Villegas says PHL has moral obligation to protect from harm Asian migrants

By on May 21, 2015

MANILA — A high-ranking official of the Catholic Church official said the country has moral obligation to protect from harm the refugees from Myanmar who are stranded at sea.

“While it may be true that there is no legal obligation on the part of the Republic of the Philippines or that of any other country to grant asylum to every refugee or displaced person, there is a moral obligation to protect them from the harm they flee from,” said Catholic Bishops’ Conference of the Philippines (CBCP) President Archbishop Socrates Villegas in a statement.
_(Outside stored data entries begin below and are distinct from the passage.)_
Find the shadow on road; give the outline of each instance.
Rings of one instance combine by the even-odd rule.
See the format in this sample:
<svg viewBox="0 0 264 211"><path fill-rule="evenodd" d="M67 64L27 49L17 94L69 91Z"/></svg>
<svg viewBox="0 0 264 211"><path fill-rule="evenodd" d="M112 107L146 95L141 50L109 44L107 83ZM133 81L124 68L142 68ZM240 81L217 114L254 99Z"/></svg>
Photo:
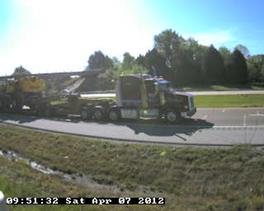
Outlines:
<svg viewBox="0 0 264 211"><path fill-rule="evenodd" d="M28 115L20 115L20 114L12 114L12 113L0 113L0 122L16 121L17 123L26 123L33 122L39 119L37 116L28 116Z"/></svg>
<svg viewBox="0 0 264 211"><path fill-rule="evenodd" d="M33 122L38 119L43 119L37 116L27 116L27 115L15 115L15 114L0 114L0 122L14 122L15 123L27 123ZM81 122L80 118L71 117L71 118L49 118L47 120L60 121L60 122L71 122L79 123ZM95 123L94 121L90 121ZM182 140L186 140L182 135L191 136L195 132L201 129L210 129L214 126L213 123L207 122L201 119L186 119L178 124L168 124L165 120L122 120L117 123L109 122L97 122L96 124L100 125L116 125L127 127L134 131L137 134L146 134L149 136L176 136ZM89 127L89 122L87 122L87 127ZM103 135L103 131L102 131ZM122 138L122 134L119 134Z"/></svg>
<svg viewBox="0 0 264 211"><path fill-rule="evenodd" d="M78 123L80 122L80 118L78 117L53 117L53 118L45 118L40 116L32 116L27 114L13 114L13 113L0 113L0 122L6 122L6 121L15 121L16 123L27 123L27 122L33 122L38 119L47 119L47 120L53 120L53 121L60 121L60 122L73 122Z"/></svg>
<svg viewBox="0 0 264 211"><path fill-rule="evenodd" d="M188 119L179 124L168 124L165 121L149 121L144 122L123 122L117 125L126 126L132 129L135 134L144 133L149 136L177 136L185 140L181 135L191 136L201 129L210 129L214 126L213 123L200 119Z"/></svg>

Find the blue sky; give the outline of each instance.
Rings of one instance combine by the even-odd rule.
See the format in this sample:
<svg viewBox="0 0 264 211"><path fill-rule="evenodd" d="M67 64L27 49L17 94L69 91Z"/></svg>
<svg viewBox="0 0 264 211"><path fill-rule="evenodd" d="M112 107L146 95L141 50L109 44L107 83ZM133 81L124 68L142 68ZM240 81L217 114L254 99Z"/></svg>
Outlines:
<svg viewBox="0 0 264 211"><path fill-rule="evenodd" d="M151 8L153 19L159 20L159 25L163 28L172 28L185 37L193 36L206 44L207 40L202 38L211 37L212 41L215 41L212 44L217 47L225 45L233 49L236 44L241 43L246 45L252 54L264 53L262 0L155 2L151 4L149 1L146 8Z"/></svg>
<svg viewBox="0 0 264 211"><path fill-rule="evenodd" d="M0 1L0 38L7 31L8 24L11 20L11 5L7 0Z"/></svg>
<svg viewBox="0 0 264 211"><path fill-rule="evenodd" d="M204 45L264 53L262 0L0 0L0 75L81 71L96 50L145 54L173 29Z"/></svg>

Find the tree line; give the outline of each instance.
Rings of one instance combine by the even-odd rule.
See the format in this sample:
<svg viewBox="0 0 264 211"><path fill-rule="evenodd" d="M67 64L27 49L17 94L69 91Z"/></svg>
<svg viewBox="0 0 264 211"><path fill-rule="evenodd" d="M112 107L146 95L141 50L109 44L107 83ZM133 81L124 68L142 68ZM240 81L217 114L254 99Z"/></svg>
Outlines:
<svg viewBox="0 0 264 211"><path fill-rule="evenodd" d="M154 48L137 58L126 52L120 62L96 51L89 57L86 70L96 69L105 70L98 76L98 86L103 89L113 88L120 74L129 73L162 76L175 86L244 84L264 82L264 55L249 56L243 45L237 45L233 52L226 47L204 46L168 29L154 36Z"/></svg>
<svg viewBox="0 0 264 211"><path fill-rule="evenodd" d="M167 29L154 36L153 49L136 58L125 52L119 61L100 50L95 51L85 69L91 70L100 73L89 81L90 90L113 89L119 75L133 73L162 76L174 86L263 83L264 55L249 56L243 45L237 45L233 52L226 47L204 46ZM13 75L22 73L30 74L20 66Z"/></svg>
He added, “There is a legal obligation not to forcibly repatriate them. And by all precepts of morality and decency, there is an obligation not to leave them to the mercilessness of the elements on the high seas.”

The Lingayen-Dagupan prelate is referring to the Rohingyan migrants should they land on Philippine soil.

At the same time, Villegas lauded the government who is ready to help the Asian migrants.

“We laud our government for its attitude of hospitality towards refugees, even as we urge other nations in the region, in the name of our common humanity and the common Father we recognize, to allow these refugees succor and assistance,” he said.

The head of the CBCP added, “For while our own economic resources may not allow us to welcome every migrant as a permanent resident of our country, still there is always room for the weary and burdened to rest on our shores before they continue on their journey.”

He said that the country had been a host to Vietnamese people many years ago.

“Decades ago, the Philippines was host to the “boat people”, hundreds if not thousands of Vietnamese fleeing their homeland, following the fall of what was then called Saigon. Our country then served as some kind of a way-station, because our Vietnamese guests soon found their way to other parts of the globe,” he said.

At the same time, Villegas was saddened by the refusal of some countries in the region to give these people temporary shelter.

“It is however a saddening fact that some countries in our Southeast Asian region have turned these refugees away, refusing them the comfort of even just a temporary stay,” he said.